Have you noticed that game and reality shows have gotten a lot more intense lately? The newly released short film WHO AMONG US (presented by DUST) gives us a glimpse of what is possibly the most perverse, harrowing, and disturbing reality show I’ve ever witnessed – and yes, including the very real programs Married At First Sight and Love Is Blind.
Here’s the premise of the eponymous show in WHO AMONG US: there are nine contestants – and someone on the stage is a robot. The robot is so advanced that it looks, talks, acts, and moves exactly like a human. And the robot was built to believe that they are, in fact, human. The contestants go through challenges to prove their humanity while an international audience votes on who they think is the robot.
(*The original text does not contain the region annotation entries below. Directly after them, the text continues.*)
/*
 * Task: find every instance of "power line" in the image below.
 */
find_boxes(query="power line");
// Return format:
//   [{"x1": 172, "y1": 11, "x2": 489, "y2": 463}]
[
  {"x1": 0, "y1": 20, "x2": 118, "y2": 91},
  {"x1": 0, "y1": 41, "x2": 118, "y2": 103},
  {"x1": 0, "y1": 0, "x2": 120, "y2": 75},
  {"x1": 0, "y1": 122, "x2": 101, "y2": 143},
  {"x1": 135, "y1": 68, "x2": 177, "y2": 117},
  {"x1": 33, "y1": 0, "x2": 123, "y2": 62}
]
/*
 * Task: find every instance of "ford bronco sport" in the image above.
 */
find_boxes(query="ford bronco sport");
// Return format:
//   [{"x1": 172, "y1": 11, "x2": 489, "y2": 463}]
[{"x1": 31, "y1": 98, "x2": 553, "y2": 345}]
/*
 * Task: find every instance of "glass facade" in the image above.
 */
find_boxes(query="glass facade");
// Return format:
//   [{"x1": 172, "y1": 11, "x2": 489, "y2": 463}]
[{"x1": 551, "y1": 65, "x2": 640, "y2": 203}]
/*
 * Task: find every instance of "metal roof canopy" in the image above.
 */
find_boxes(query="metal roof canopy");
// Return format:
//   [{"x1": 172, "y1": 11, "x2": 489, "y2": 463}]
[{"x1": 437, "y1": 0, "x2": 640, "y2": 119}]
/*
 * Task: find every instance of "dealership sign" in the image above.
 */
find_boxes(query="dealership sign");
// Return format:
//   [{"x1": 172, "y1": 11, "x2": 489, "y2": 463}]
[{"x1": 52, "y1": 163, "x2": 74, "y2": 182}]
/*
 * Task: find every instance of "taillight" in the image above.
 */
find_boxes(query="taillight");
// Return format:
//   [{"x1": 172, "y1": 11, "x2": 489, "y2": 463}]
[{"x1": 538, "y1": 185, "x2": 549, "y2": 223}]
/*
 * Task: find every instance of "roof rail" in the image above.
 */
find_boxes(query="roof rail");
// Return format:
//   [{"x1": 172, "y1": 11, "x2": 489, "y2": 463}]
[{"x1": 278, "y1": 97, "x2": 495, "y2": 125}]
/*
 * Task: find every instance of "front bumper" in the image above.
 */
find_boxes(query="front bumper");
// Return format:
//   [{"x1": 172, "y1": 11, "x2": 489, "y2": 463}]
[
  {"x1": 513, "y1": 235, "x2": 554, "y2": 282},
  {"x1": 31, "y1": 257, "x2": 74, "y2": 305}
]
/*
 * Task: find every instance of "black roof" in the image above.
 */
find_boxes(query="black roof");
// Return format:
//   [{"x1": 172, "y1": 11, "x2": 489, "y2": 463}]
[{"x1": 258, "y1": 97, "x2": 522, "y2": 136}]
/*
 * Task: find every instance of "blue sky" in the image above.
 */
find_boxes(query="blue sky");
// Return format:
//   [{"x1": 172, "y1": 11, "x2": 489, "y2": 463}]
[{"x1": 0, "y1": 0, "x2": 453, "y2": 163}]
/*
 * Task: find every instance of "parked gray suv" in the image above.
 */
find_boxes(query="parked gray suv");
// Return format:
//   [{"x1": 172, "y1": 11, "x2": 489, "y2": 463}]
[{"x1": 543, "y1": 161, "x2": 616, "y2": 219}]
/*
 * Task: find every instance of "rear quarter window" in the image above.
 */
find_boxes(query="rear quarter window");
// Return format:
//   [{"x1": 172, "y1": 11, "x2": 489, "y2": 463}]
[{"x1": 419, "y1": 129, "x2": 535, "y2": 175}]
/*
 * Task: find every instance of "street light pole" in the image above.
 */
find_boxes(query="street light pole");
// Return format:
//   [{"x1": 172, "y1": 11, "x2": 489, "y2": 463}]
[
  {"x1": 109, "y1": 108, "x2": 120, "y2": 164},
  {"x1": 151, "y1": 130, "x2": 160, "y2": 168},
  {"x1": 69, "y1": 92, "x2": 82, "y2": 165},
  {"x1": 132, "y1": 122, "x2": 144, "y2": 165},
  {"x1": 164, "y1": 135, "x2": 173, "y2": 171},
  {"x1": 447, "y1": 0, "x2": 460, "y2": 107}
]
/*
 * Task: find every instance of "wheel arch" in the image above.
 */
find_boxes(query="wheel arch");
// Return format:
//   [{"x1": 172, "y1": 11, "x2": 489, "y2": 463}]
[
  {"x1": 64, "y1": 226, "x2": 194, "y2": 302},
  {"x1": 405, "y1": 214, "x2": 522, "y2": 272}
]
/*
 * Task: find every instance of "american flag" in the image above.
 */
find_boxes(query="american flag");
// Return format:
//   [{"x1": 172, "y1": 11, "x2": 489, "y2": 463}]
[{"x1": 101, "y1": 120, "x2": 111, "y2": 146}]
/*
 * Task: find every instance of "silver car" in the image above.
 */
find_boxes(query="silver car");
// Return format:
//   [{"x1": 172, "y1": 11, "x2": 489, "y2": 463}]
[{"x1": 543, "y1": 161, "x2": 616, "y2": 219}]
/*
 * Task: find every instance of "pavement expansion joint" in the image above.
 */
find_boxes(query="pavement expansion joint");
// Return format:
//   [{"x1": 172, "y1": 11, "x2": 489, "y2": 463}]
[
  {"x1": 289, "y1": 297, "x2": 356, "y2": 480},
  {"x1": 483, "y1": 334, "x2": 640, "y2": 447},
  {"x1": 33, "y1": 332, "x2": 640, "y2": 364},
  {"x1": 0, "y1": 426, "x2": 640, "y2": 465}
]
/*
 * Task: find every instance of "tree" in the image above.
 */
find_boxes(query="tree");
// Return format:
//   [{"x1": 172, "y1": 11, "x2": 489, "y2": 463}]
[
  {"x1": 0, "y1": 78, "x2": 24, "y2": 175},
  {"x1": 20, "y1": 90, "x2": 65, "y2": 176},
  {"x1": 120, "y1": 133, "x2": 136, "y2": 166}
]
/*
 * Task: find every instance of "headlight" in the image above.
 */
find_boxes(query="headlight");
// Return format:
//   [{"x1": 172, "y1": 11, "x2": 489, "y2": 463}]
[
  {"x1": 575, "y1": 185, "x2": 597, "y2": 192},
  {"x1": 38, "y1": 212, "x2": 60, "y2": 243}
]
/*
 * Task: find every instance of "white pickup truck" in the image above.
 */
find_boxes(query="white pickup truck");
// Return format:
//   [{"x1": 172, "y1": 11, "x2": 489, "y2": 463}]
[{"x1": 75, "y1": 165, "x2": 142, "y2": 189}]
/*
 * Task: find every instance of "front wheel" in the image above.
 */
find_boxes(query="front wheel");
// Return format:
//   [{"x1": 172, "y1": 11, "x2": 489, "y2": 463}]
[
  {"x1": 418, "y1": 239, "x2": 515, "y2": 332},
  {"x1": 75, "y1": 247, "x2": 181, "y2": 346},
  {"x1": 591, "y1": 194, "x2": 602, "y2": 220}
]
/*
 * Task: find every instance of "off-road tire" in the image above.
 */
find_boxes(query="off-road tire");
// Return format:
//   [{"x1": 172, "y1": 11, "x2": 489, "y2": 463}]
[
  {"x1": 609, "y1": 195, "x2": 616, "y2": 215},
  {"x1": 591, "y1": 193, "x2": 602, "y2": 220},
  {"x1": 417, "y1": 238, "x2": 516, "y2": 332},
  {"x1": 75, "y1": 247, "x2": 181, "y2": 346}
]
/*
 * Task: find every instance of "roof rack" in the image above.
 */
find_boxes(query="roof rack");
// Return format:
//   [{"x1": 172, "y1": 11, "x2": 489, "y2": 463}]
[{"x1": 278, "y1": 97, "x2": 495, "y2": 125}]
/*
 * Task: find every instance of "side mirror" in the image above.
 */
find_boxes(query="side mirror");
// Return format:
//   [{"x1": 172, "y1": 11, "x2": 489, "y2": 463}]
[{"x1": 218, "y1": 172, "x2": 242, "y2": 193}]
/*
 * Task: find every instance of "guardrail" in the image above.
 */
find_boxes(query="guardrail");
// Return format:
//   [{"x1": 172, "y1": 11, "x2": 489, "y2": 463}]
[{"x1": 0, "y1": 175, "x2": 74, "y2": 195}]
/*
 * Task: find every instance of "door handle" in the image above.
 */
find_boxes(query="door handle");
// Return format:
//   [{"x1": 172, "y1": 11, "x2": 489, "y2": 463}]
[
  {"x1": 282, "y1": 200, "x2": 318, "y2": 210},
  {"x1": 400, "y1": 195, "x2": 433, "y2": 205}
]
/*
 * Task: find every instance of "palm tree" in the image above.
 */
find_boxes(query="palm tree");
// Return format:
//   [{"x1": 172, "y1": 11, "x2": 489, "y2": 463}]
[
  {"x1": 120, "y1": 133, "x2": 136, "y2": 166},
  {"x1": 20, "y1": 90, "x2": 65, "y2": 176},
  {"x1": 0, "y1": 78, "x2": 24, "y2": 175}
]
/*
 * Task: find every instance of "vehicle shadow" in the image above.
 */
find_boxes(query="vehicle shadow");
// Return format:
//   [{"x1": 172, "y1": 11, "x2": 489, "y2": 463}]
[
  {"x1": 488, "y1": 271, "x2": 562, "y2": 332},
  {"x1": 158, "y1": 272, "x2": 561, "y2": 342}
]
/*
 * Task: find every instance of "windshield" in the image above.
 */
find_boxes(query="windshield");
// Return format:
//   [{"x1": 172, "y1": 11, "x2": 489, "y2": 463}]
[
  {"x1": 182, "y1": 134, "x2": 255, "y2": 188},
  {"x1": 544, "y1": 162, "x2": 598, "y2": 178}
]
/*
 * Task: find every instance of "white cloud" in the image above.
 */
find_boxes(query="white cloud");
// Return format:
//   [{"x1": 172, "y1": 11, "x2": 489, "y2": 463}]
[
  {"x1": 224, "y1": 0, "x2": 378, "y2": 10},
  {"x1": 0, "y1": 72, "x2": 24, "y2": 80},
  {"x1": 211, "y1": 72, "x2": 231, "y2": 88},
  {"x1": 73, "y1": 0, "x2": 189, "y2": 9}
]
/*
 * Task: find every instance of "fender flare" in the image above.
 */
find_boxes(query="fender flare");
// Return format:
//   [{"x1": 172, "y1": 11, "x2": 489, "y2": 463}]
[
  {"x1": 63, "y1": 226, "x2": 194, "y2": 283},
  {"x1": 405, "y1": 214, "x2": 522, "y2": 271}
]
The short film centers around the final episode of “Who Among Us” and the final two contestants: a man and a woman. The audience has overwhelmingly decided that the woman is the robot. The contestant tries to convince everyone that she is human, all while enduring aggressive gaslighting, dehumanization, and humiliation. As audience members ourselves, we find ourselves on the fence: is the contestant human or a highly advanced robot?
WHO AMONG US is successful as a horror short because it is horrifying. So many of us, especially women, have an intimate experience with gaslighting and other forms of psychological abuse. We empathize with the contestant on a gut-wrenching visceral level as she slides to a point of trying to convince herself that she’s not a robot. We watch in horror as her male counterpart examines her and starts to refer to her as “it” rather than “she.”
It’s sick. And, given our gross obsession with spectator sports and reality TV, this kind of show is too far in the realm of possibility to comfortably pack it away in the “horror-science-fiction” box.
The fact that the creators of WHO AMOUNG US, Abhishek Prasad and Rebecca Kahn, aren’t already writing and directing episodes for Black Mirror is truly shocking. You can watch WHO AMONG US on YouTube now.